He noted that South Africa had the world's highest small and medium-sized enterprise (SME) failure rate, largely owing to a failure to invest in people at all levels of society.

"We can talk about ESG until we are blue in the face, but when people struggle to make ends meet and when they establish their own companies but cannot access larger ones, I believe it will all be in vain."

He said that much of the reason for the lack of success could be attributed to government failures.

"Public education has failed, public healthcare continues to fail the poor and the vulnerable, and crucial infrastructure is lacking. Lawlessness has now become an epidemic," he said.

Mohale said claims of a lack of funds needed to invest in education or to clear government debt to make way for other investments were a result of an unwillingness or inability to think outside the box and implement innovative solutions.

"There are about 1.2-million students in 26 institutions of higher learning. To provide all of them with fee-free education would cost us R50-billion. It's a significant amount, but when you consider that the South African Reserve Bank, over the last ten years, on average, collected between R1.4-trillion and R2-trillion after refunds to companies and individuals, what is R50-billion to educate not only our future leaders but also our current leaders?" Mohale said.

He went on to lament South Africa's ongoing R16.5-billion historical debt, of which R9.2-billion is still in recovery, 29 years into democracy.

"And yet, we claim to be serious about our human capital," he remarked.

Excluding the 2.5-million SMEs in South Africa, which are mostly survivalist in nature, Mohale suggested a look at the 1.5-million medium-sized companies. Then he suggested adding to that the 400 companies listed on the JSE, especially the 60 companies that hold securities in private equity firms, all of which have some form of corporate social investment (CSI) programme and existing commitments to educational funding.

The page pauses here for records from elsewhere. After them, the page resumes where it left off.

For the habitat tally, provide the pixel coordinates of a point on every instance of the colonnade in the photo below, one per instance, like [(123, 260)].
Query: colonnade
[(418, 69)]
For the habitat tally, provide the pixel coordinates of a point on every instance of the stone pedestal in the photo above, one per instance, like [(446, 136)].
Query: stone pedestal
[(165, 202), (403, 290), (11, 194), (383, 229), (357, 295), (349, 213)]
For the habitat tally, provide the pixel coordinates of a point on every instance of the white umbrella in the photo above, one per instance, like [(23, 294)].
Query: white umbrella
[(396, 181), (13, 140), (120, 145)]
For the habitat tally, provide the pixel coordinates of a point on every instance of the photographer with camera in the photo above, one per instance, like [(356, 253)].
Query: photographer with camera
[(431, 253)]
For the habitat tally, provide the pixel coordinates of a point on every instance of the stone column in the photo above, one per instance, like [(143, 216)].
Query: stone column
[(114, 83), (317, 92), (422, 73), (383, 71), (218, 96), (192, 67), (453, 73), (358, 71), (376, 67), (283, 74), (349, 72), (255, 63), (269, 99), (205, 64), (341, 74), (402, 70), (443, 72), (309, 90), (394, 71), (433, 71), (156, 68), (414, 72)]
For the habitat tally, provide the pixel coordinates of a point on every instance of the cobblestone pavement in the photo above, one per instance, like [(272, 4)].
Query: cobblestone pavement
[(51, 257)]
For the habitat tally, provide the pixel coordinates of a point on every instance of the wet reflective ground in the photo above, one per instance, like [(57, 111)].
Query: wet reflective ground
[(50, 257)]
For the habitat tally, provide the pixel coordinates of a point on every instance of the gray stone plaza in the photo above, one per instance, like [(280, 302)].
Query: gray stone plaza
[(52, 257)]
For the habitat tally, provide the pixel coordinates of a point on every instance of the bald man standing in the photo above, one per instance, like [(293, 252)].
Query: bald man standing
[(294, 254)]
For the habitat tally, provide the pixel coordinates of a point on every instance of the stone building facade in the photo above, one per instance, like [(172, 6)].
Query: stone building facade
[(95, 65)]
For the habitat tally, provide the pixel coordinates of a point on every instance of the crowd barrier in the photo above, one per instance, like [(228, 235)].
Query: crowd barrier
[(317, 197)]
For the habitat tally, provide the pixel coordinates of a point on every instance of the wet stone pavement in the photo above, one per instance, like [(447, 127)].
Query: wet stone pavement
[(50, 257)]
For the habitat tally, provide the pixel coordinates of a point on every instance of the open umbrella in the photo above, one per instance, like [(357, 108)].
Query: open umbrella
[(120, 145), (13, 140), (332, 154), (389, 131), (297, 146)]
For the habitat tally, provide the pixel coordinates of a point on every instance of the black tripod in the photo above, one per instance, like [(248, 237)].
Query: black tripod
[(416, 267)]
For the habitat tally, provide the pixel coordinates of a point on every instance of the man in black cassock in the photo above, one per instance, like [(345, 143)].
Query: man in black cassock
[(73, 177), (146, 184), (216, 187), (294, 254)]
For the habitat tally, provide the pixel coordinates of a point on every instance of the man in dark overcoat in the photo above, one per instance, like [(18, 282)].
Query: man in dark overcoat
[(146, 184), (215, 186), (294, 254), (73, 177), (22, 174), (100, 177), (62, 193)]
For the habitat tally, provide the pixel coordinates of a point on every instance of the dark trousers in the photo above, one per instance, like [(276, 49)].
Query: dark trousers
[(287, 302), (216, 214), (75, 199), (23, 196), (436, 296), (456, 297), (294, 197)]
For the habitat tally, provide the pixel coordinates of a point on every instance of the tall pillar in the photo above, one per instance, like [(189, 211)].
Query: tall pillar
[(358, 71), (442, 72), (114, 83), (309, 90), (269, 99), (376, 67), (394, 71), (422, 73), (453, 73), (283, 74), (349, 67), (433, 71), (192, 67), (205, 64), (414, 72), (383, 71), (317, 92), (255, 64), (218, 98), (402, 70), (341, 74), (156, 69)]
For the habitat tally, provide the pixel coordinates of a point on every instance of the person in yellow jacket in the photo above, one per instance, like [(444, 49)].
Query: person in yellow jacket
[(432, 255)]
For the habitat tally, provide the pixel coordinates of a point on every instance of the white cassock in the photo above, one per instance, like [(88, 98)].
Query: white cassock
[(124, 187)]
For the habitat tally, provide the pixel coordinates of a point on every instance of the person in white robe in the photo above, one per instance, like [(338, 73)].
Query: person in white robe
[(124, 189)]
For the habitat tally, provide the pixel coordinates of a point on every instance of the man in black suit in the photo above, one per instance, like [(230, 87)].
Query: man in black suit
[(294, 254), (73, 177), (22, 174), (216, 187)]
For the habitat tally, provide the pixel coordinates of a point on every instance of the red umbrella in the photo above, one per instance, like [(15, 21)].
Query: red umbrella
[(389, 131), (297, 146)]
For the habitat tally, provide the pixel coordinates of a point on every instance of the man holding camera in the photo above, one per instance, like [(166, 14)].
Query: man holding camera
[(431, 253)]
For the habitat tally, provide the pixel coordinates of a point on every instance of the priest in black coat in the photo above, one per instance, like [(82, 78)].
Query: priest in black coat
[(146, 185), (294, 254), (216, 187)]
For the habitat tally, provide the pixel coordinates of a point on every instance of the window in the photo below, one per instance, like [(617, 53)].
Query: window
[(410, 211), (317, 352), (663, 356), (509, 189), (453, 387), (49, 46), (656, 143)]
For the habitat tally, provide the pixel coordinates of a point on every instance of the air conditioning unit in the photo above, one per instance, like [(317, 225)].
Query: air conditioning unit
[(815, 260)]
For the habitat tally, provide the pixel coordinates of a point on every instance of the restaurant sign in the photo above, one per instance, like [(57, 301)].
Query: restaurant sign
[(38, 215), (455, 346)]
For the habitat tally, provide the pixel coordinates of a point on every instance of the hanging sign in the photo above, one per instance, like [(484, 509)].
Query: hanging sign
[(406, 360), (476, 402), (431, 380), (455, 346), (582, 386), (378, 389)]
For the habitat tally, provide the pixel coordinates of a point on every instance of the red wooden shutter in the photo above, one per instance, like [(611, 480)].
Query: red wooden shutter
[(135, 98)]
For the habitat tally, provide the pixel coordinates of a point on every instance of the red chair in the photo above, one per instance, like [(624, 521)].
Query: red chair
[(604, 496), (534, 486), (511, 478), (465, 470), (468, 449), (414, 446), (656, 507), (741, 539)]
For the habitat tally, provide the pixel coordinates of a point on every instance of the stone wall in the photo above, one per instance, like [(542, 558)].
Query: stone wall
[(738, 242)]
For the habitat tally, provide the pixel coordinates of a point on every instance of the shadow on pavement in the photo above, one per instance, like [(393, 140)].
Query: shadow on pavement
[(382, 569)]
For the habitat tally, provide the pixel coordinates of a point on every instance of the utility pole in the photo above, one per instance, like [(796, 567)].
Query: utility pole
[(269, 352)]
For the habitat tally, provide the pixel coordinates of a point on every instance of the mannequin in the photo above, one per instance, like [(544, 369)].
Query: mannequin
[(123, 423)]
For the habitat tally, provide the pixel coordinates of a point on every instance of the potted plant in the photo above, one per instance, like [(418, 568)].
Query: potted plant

"If we redirect money that has already been approved by their own boards toward CSI and, in particular, education, and if we ask each one of them to contribute no less than R1-million to the historical debt fund, and then we challenge the government to match those contributions rand for rand, then in one year, not in 29 years of democracy, we would have wiped out the entire R16.5-billion of historical debt,” Mohale claimed.

"We would have saved this current generation of leaders from suffering mental health issues, food insecurity and poverty,” he said.

"South Africa is not a poor country. Africa is not a poor continent. It is simply poorly governed," Mohale concluded.